France says that regardless of a last-minute delay, social networks in the US including Facebook and Snapchat will still be compelled to sign a pledge to fight online hate speech.
France is hosting the G7 summit, an international intergovernmental economic organisation consisting of the seven largest IMF described advanced economies-Canada, France, Germany, Italy, Japan, the United Kingdom and the United States. According to the official program scheduled to take place in Biarritz in France, the host had planned to make social networks to sign a “Charter for an Open, Free and Safe internet” on Friday.
However, the proposed meeting did not take place and it was aired over the Europe 1 radio that President Donald Trump had mounted a pressure on the executives to abort the mission of making them companies sign publicly. Washington denied mounting such pressures.
The Junior minister for the digital industry on Saturday cleared the air about the delay and assured that signing the pledge will take place on Monday.
“The initial idea was to make the platforms come to Biarritz and until now, the United States was against the signature of this pledge. Diplomatically, it was sensitive to make US platforms come to Biarritz and sign something while the American president wasn’t there,” Cedric told reporters, adding that Facebook and Google were among the platforms due to sign the pledge.
Cedric O assured that signing the pledge by US-based social media giants was a guarantee and that there was no need for pressure. “There’s no doubt on the fact that the social networks will sign the pledge,” he said.
Nevertheless, it’s a contrary opinion in Washington. In senior official of the Trump led administration objected France’s stance that the US government had a say on the initiative and denied been under pressure to sign the pledge.
“There certainly was no pressure from us. We heard from a couple of companies that they felt bullied by France to join.”

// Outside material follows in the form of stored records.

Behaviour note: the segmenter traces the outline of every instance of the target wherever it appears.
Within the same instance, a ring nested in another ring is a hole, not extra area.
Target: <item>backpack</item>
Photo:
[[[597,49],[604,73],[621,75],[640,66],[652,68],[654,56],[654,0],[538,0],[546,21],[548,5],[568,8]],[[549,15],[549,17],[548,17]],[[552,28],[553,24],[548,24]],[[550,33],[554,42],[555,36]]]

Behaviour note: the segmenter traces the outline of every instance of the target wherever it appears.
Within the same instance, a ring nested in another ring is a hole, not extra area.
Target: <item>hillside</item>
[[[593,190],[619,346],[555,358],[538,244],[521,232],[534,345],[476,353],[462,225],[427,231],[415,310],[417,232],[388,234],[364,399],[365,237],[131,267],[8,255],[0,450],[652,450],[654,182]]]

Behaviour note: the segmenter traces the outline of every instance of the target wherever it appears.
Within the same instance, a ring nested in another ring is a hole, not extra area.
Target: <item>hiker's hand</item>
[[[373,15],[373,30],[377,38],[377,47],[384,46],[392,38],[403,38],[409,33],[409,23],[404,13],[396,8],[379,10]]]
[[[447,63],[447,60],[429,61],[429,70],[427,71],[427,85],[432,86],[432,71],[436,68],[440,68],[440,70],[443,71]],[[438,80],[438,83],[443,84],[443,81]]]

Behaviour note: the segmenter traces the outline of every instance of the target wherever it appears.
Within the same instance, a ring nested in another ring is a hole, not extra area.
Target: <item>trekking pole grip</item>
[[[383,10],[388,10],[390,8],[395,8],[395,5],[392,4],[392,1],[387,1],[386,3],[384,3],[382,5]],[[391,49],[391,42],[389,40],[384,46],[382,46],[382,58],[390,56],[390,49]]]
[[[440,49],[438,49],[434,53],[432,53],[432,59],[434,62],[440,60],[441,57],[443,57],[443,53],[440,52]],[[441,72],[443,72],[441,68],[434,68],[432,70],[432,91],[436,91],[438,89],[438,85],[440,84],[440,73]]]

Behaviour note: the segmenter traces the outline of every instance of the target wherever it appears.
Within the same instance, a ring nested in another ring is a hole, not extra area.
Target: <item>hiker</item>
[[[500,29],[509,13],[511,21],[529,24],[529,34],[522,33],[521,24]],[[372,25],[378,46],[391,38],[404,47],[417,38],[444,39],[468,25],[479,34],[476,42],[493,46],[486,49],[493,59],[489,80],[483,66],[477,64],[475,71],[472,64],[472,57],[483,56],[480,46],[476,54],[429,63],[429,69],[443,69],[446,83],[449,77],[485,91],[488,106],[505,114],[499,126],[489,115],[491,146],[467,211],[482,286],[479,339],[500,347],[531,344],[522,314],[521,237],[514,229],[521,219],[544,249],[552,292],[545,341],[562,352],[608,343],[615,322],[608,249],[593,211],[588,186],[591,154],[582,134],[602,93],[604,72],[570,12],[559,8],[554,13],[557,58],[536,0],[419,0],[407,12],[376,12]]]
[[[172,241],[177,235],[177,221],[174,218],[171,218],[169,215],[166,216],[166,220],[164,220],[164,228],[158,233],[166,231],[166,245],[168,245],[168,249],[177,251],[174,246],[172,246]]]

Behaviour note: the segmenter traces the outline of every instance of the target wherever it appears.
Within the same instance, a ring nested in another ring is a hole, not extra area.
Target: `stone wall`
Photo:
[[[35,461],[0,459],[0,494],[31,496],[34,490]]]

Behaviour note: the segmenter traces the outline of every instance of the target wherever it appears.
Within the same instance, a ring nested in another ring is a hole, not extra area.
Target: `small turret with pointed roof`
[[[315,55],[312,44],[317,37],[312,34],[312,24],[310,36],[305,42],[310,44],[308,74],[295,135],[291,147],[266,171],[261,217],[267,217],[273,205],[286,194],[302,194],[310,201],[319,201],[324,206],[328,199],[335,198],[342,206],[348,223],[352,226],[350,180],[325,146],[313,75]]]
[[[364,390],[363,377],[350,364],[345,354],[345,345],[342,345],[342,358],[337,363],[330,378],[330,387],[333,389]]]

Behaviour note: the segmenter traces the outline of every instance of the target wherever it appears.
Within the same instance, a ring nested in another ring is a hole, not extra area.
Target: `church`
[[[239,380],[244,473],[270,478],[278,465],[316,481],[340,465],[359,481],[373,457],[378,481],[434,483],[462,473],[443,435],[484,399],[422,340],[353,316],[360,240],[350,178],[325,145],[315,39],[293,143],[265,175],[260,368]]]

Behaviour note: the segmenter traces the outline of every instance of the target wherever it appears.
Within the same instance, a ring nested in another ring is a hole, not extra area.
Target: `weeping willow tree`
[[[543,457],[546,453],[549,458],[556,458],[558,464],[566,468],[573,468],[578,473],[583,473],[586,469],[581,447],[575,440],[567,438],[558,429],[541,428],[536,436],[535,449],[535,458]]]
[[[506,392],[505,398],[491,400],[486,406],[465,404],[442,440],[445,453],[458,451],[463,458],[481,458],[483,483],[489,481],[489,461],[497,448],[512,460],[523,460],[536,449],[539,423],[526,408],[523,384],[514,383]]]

The official told Reuters that Washington was still reviewing the initiative. “It certainly has its merits,” he said.
The French G7 presidency told Reuters that the charter seeks to create a movement that can drive a campaign to guarantee transparency, safety and the positive use of the internet. With a widespread record of missteps that have facilitated the spread of hate speech and genocide, the charter aims to widen the scope of commitments made by the social media giants in terms responding quickly to taking down contents, moderating contents, and ensuring transparency with users’ data.